Give the System Some Work to do
To get those processors working, give them some hard work to do. Compressing data is CPU intensive.
For example, compress (gzip) a large text file called big.txt (3.2 Gb).
bash-4.2$ ls -lh big.txt -rw-rw-r--. 1 james james 3.2G Feb 5 21:46 big.txt bash-4.2$ time gzip big.txt real 0m49.897s user 0m48.857s sys 0m1.016s
It took about 50 seconds to compress big.txt. Repeating the test gave similar results: 50.7 s, 50.6 s and 51.2 s.
Gzip Uses Only One CPU
Running ‘top‘ in another window during the above test, it can be seen that CPU usage is about 12.5%. Top shows CPU stats across all processors, so 12.5% is one eighth of the 8 CPUs in the system, or one whole CPU. The gzip task completely occupied a single core, taking 100% of its resources. Meanwhile the other 7 processors did pretty much nothing – shown by the 87.4% idle time.
top - 21:53:09 up 37 min, 2 users, load average: 0.24, 0.20, 0.15 Tasks: 183 total, 2 running, 181 sleeping, 0 stopped, 0 zombie %Cpu(s): 12.3 us, 0.2 sy, 0.0 ni, 87.4 id, 0.0 wa, 0.0 hi, 0.0 si, 0.0 st KiB Mem: 8096132 total, 5764756 used, 2331376 free, 45284 buffers KiB Swap: 8388604 total, 0 used, 8388604 free, 4942988 cached
Also, running ps -eLF during the gzip shows it running on a single processor (processor number 1), as you would expect. And there is only 1 thread.
bash-4.2$ ps -eLF | egrep 'UID|zip' | grep -v grep UID PID PPID LWP C NLWP SZ RSS PSR STIME TTY TIME CMD james 2376 1750 2376 90 1 1143 504 1 22:05 pts/1 00:00:04 gzip big.txt
Example 1 – Run Small Jobs in Parallel
If you have many files to compress, and many CPUs, it is quicker to zip them in parallel than one at a time.
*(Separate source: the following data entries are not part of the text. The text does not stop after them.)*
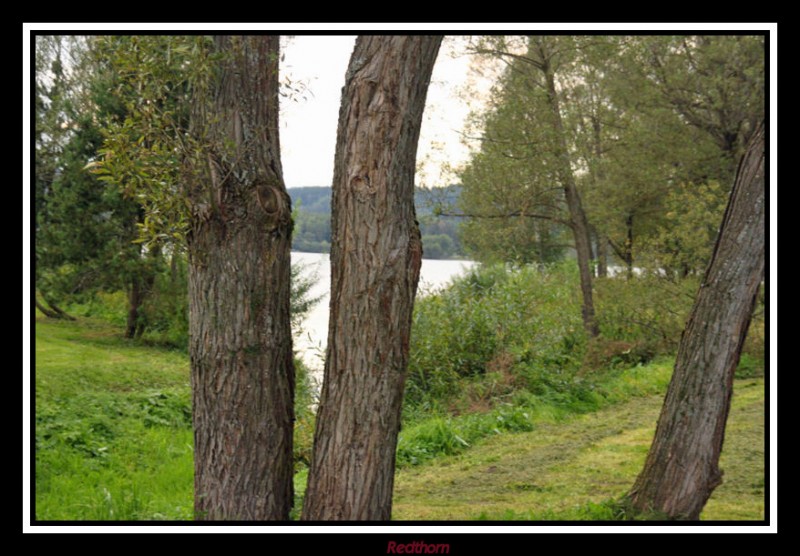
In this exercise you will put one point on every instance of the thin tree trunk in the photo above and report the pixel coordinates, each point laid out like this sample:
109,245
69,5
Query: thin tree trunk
375,261
580,227
602,255
134,303
629,246
682,467
240,333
Putting jobs into the background with an ampersand (&) will make them run at the same time. Doing a “wait” command will make the shell wait until the last one completes. I had a directory containing hundreds of files, each 3 Gb in size, that needed to be compressed. It was easier to write a script than do it by hand:
PARALLEL=4 ls *.dbf | while read file do jobcount=$(( $jobcount+1 )) print "$jobcount gzip $file &" gzip $file & if [[ $jobcount -eq $PARALLEL ]] then print "waiting for $jobcount jobs to complete" wait print "$jobcount jobs completed" jobcount=0 fi done print "waiting for remaining jobs to complete" wait
The above piece of script will steadily compress all *.dbf files in the current directory, using up to 4 cpus at once, running up to 4 “gzip” commands at the same time.
The PARALLEL variable (4) is the maximum number of jobs that will run at once. As the system contained 10 CPUs, and was not busy, it was reasonable to commandeer 4 of them. Note the wait command in the inner block will be executed when there are 4 or more files yet to be compressed. The outer loop wait will execute when less than 4 remain. I actually have the above code in a cron job, housekeeping that folder.
Example 2 – Split a Big Task into Smaller Tasks
Try the same test again, but this time split up the big file in to 8 separate parts.
First, take a check sum of the file with good old cksum
bash-4.2$ cksum big.txt 1754962233 3345539400 big.txt
Now use the split command with “-n” to chop the file up:
-rw-rw-r--. 1 james james 3.2G Feb 5 21:46 big.txt bash-4.2$ split -n 8 big.txt bash-4.2$ ls -lh total 6.3G -rw-rw-r--. 1 james james 3.2G Feb 5 21:46 big.txt -rw-rw-r--. 1 james james 399M Feb 5 22:22 xaa -rw-rw-r--. 1 james james 399M Feb 5 22:22 xab -rw-rw-r--. 1 james james 399M Feb 5 22:22 xac -rw-rw-r--. 1 james james 399M Feb 5 22:22 xad -rw-rw-r--. 1 james james 399M Feb 5 22:22 xae -rw-rw-r--. 1 james james 399M Feb 5 22:22 xaf -rw-rw-r--. 1 james james 399M Feb 5 22:22 xag -rw-rw-r--. 1 james james 399M Feb 5 22:22 xah
…giving 8 file pieces of 399 Mb each, called xaa, xab, …, xah.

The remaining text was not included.